Before his days playing the whimsically romantic Jack Dawson in Titanic or the infamously ruthless Calvin Candie in Django Unchained, a babyfaced Leonardo DiCaprio was nominated for his first Academy Award at just 19-years-old for his role as Arnie, a mentally impaired youth in the independent drama What’s Eating Gilbert Grape. 

DiCaprio has been nominated for six Academy Awards in total, thanks to his most recent gig in Alejandro González Iñárritu’s thriller, The Revenant. Sadly, for Leo and his fans, he has failed to take the coveted statuette home.

What makes this year different? DiCaprio won his first ever Screen Actors Guild Award for Outstanding Performance by a Male Actor in a Leading Role for his performance in The Revenant. This role also earned him various regional Film Critics Association Awards, something that has not happened consistently for any of his other successful works, along with the Golden Globe award for Best Actor.

Will this finally be Leo’s year? Here’s a look at DiCaprio’s Best Actor competitors:

Bryan Cranston: Trumbo
Cranston has dominated television awards lately, taking home six Emmy Awards for his performance in the television series Breaking Bad, with a total of twelve Emmy nominations to his name, along with other honors. This year, Trumbo was nominated for the Golden Globes and Screen Actors Guild Awards.

Matt Damon: The Martian
The only major awards that The Martian have taken home thus far are Golden Globes for Best Leading Actor and Best Motion Picture — both under the Musical or Comedy category.
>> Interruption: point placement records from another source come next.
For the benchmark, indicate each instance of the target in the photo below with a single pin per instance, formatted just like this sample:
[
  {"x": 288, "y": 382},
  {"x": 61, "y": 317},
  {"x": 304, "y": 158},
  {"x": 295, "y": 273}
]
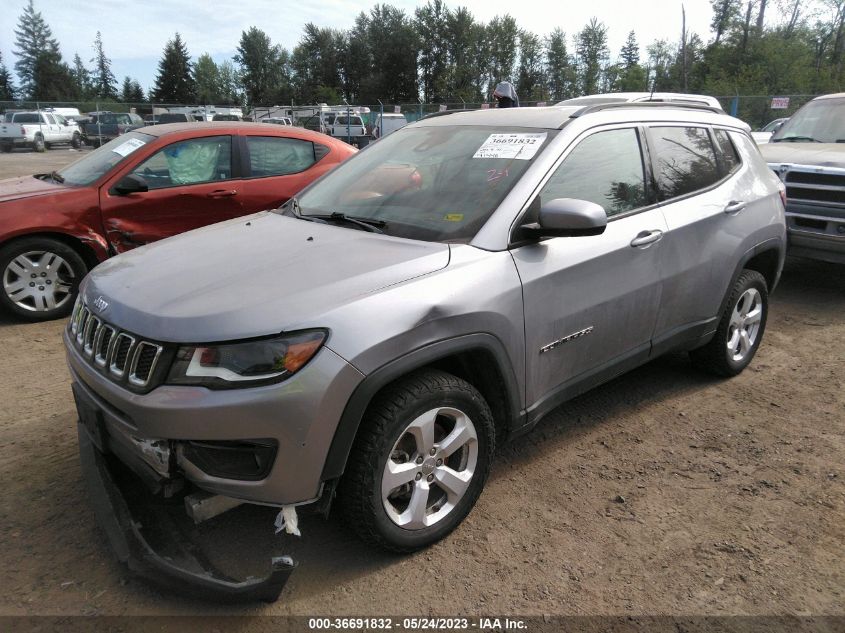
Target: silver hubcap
[
  {"x": 430, "y": 468},
  {"x": 745, "y": 324},
  {"x": 38, "y": 281}
]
Damon’s prime came in 1997 and 1998 for his film Good Will Hunting, for which he won the Academy Award – but it was an award for writing, which he shares with Ben Affleck.
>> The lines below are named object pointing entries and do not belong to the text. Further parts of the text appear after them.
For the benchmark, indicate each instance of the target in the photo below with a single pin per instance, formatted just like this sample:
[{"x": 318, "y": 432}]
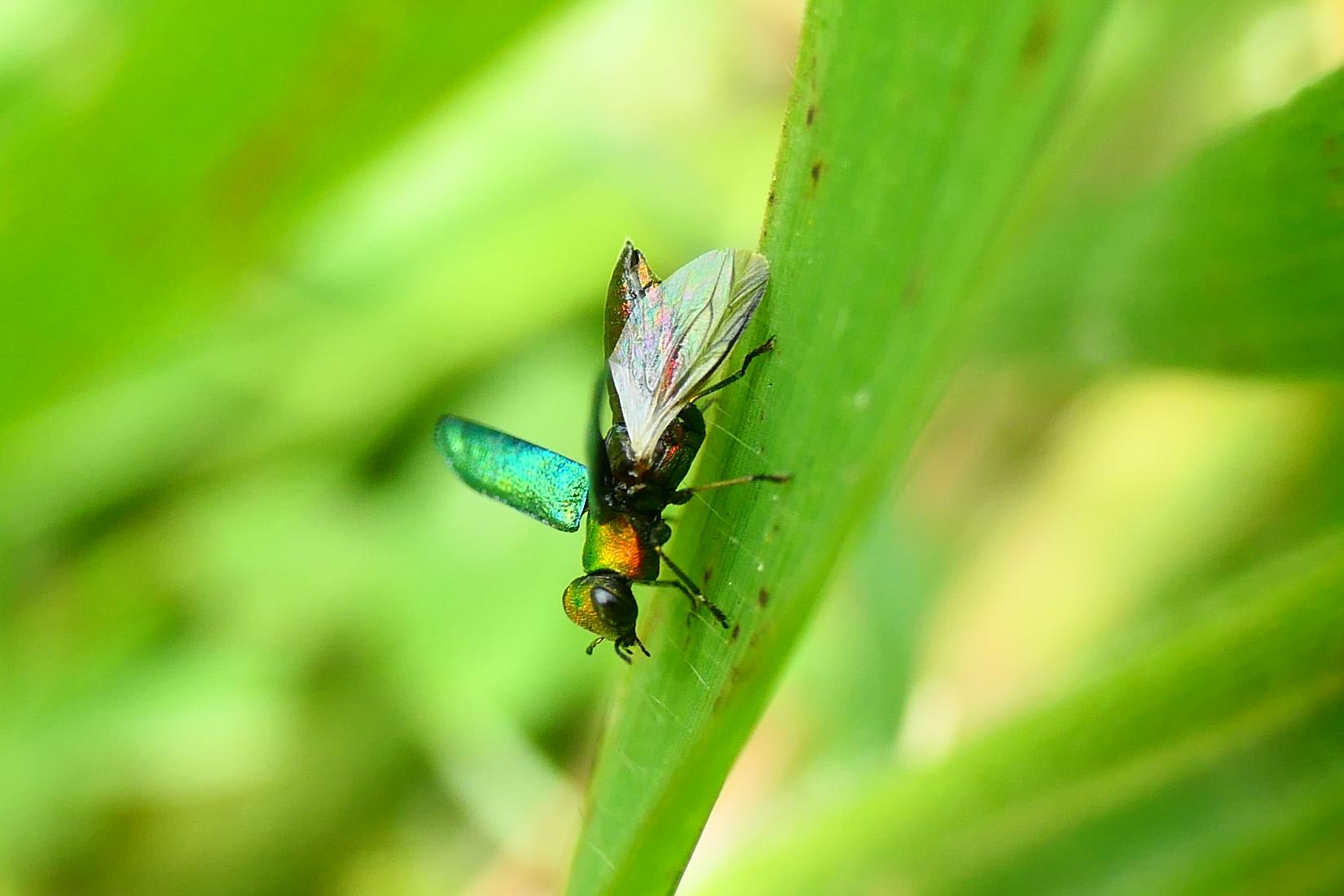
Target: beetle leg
[
  {"x": 691, "y": 590},
  {"x": 733, "y": 378},
  {"x": 682, "y": 496}
]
Michael Fassbender: Steve Jobs
Fassbender recently experienced great success with his film 12 Years a Slave, which cultivated numerous award nominations. Unfortunately for him, the film did not earn him any major wins. Like DiCaprio and Damon, Fassbender has yet to take home an Academy Award.

Eddie Redmayne: The Danish Girl
Redmayne’s breakout role came in 2014 with his performance as Stephen Hawking in The Theory of Everything. Redmayne took home an Academy Award, a Golden Globe and a Screen Actors Guild Award, all for Best Leading Actor. The Danish Girl was nominated for the Golden Globe and Screen Actors Guild Award this year.

At both this year’s Golden Globes and Screen Actors Guild Awards, DiCaprio competed in the same category as Redmayne, Fassbender, and Cranston, and he ultimately took home the hardware.

Looking back on DiCaprio’s career, it seems as if he’s truly done it all. He has portrayed a greedy con artist and a passionate loverboy, a money-hungry stockbroker and an obsessive-compulsive inventor, a criminally insane mental patient and an extravagant 1920s businessman.

Still, according to DiCaprio himself, portraying Hugh Glass in The Revenant was the most challenging role he has faced.

The Revenant required cast members to shoot in extremely harsh, below-freezing weather conditions. DiCaprio burrowed inside of a horse carcass and devoured raw bison liver while creating his miraculously resilient, revenge-seeking character.

Watch the 88th Academy Awards on Sunday, Feb. 28 on ABC, live at 4 p.m. to see if 2016 belongs to Leo. If it’s not his year, stay tuned for his role in Martin Scorsese’s The Devil in the White City, in which he’ll play serial killer H. H. Holmes, known for his brutal murder castle. Holmes’ castle was equipped with soundproof torture chambers, bedrooms, and bank vaults, where he left his victims to suffocate, or die of hunger and thirst. That’s entertainment!